2024年2月号 読んでみたい本


(2024/02/13)印刷する

  

児童文学評論家 藤田のぼる

  

「読んでみたい本」は2024年度から、7月と2月の年2回更新になります。

絵本

 

『ちゃうちゃうちゃうねん』(もりなつこ・作、はしもとえつよ・絵、文研出版)
 月曜の朝、教室で幼なじみのあっくんから「ぼく ゆいちゃんのこと すきかも」と言われ、「なんで」と聞くと、「らいしゅう おしえるわ」という返事。次の月曜日から、ゆいは理由らしいものを考えて毎日あっくんに確かめてみますが、その度に「ちゃうちゃう、ちゃうねん」の返事。さて、本当の理由は? 幼年童話を絵本にしたという印象ですが、顔のアップを多用した画面構成が効果的で、思わずひきこまれます。(低学年向き、1500円+税)


『てぶくろ』(ジャン・ブレット再話・絵、おかだよしえ・訳、岩崎書店)
 『てぶくろ』といえば、動物たちが次々に手袋の中に入ってくる、内田莉莎子さん訳の福音館書店の絵本がすぐ浮かびます。これはウクライナの民話が元ですから、他の再話があってもおかしくないわけで、この絵本もその一つ、1999年に出されたものの復刊です。福音館書店版では手袋の片方を落としたのはおじいさんですが、こちらは男の子で、おばあさんが編んでくれた毛糸の手袋という設定。

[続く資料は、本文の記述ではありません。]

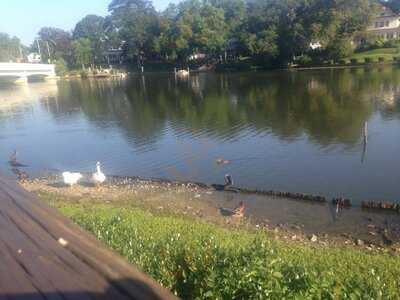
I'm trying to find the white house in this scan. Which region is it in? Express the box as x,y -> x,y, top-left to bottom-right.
367,6 -> 400,40
27,53 -> 42,64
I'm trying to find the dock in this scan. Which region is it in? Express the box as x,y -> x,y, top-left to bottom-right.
0,175 -> 177,300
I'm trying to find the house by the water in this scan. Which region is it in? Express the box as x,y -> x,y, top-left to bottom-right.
367,6 -> 400,40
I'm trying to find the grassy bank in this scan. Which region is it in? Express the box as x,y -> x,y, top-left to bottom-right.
45,200 -> 400,299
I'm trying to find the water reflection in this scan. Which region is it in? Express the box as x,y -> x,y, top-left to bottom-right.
0,67 -> 400,200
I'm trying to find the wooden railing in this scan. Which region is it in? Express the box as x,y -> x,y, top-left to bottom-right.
0,175 -> 176,300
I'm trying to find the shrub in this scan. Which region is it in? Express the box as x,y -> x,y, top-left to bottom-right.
80,70 -> 89,79
297,55 -> 312,66
56,57 -> 68,76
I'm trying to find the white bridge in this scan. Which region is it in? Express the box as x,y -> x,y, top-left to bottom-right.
0,63 -> 56,83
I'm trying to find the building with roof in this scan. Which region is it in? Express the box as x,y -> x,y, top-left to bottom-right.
367,6 -> 400,40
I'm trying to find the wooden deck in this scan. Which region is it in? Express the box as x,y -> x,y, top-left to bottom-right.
0,176 -> 176,300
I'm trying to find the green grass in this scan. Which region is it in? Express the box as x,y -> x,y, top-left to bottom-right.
53,202 -> 400,299
347,48 -> 400,62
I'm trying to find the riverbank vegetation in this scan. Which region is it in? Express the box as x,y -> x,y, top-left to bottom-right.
39,194 -> 400,299
0,0 -> 398,70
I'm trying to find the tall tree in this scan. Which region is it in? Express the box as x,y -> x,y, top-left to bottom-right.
108,0 -> 159,65
0,32 -> 23,62
73,15 -> 107,64
72,38 -> 92,69
36,27 -> 72,62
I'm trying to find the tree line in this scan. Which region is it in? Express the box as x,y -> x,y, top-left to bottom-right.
0,0 -> 400,68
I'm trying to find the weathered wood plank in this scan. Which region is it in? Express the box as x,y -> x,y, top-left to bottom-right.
0,176 -> 176,300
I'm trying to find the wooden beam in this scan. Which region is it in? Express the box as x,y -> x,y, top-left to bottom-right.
0,176 -> 177,300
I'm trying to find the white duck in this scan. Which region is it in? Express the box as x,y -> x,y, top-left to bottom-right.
92,162 -> 106,184
62,172 -> 83,187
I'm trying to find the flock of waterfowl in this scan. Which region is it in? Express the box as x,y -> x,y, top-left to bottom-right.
5,151 -> 400,217
8,150 -> 107,187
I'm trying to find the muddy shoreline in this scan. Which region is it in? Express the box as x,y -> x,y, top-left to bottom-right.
21,174 -> 400,251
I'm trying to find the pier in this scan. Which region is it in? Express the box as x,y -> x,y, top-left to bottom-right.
0,63 -> 56,84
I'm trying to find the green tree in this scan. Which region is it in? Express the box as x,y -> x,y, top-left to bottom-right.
36,27 -> 72,63
72,38 -> 92,69
0,32 -> 24,62
108,0 -> 160,65
73,15 -> 107,64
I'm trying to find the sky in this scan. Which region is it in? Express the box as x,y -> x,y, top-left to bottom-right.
0,0 -> 178,46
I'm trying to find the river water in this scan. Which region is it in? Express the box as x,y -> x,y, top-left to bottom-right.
0,66 -> 400,201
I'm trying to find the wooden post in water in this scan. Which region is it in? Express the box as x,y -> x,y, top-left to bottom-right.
364,121 -> 368,144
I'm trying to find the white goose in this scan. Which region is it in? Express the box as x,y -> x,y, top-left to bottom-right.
92,162 -> 106,184
62,172 -> 83,187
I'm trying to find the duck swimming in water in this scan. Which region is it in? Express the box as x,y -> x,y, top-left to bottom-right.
92,162 -> 106,184
216,158 -> 230,165
8,150 -> 27,168
225,174 -> 233,187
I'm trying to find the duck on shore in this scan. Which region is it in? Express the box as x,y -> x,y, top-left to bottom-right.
219,201 -> 246,218
92,162 -> 106,185
62,172 -> 83,187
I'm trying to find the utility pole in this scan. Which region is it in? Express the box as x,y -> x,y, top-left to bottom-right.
36,39 -> 42,61
46,41 -> 51,64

お話自体も絵も、そうした枠組みがはっきりしているのが特徴でしょうか。ぜひ、二つの『てぶくろ』を読み比べてみてください。(低学年以上向き、1500円+税)


『ふゆのあとには はるがきます』(石井睦美・文、あべ弘士・絵、アリス館)
 男の子が見上げた空に雪虫が飛んでいる場面から始まり、山にも町にも雪が降り積もります。男の子も山の動物たちも春を待ちかねた頃、森の木の根元の雪が解け、春の到来を告げます。全体に叙事詩のような趣の絵本で、雪国に暮らす子にとっては自分たちの暮らしの再発見の、雪のない地域の子にとってはあこがれの絵本になるのではないでしょうか。(低・中学年から、1500円+税)

 


低・中学年向け

 

『ひみつだけど、話します』(堀川理万子 作・絵、あかね書房)
 3年生の4人の子たちの物語が、リレー式につながっていき、最後の第5話でその4人が勢ぞろいします。第1話「足立典生さんと電車」は、電車が大好きでよく踏切で電車を眺めている典生が、“大発見”をする話。とても日常的な題材だからこそのドキドキ感。5つの話のつながり方にも無理がなく、一人で読むのも、教室でみんなで読むのもお勧めです。(中学年以上向き、1200円+税)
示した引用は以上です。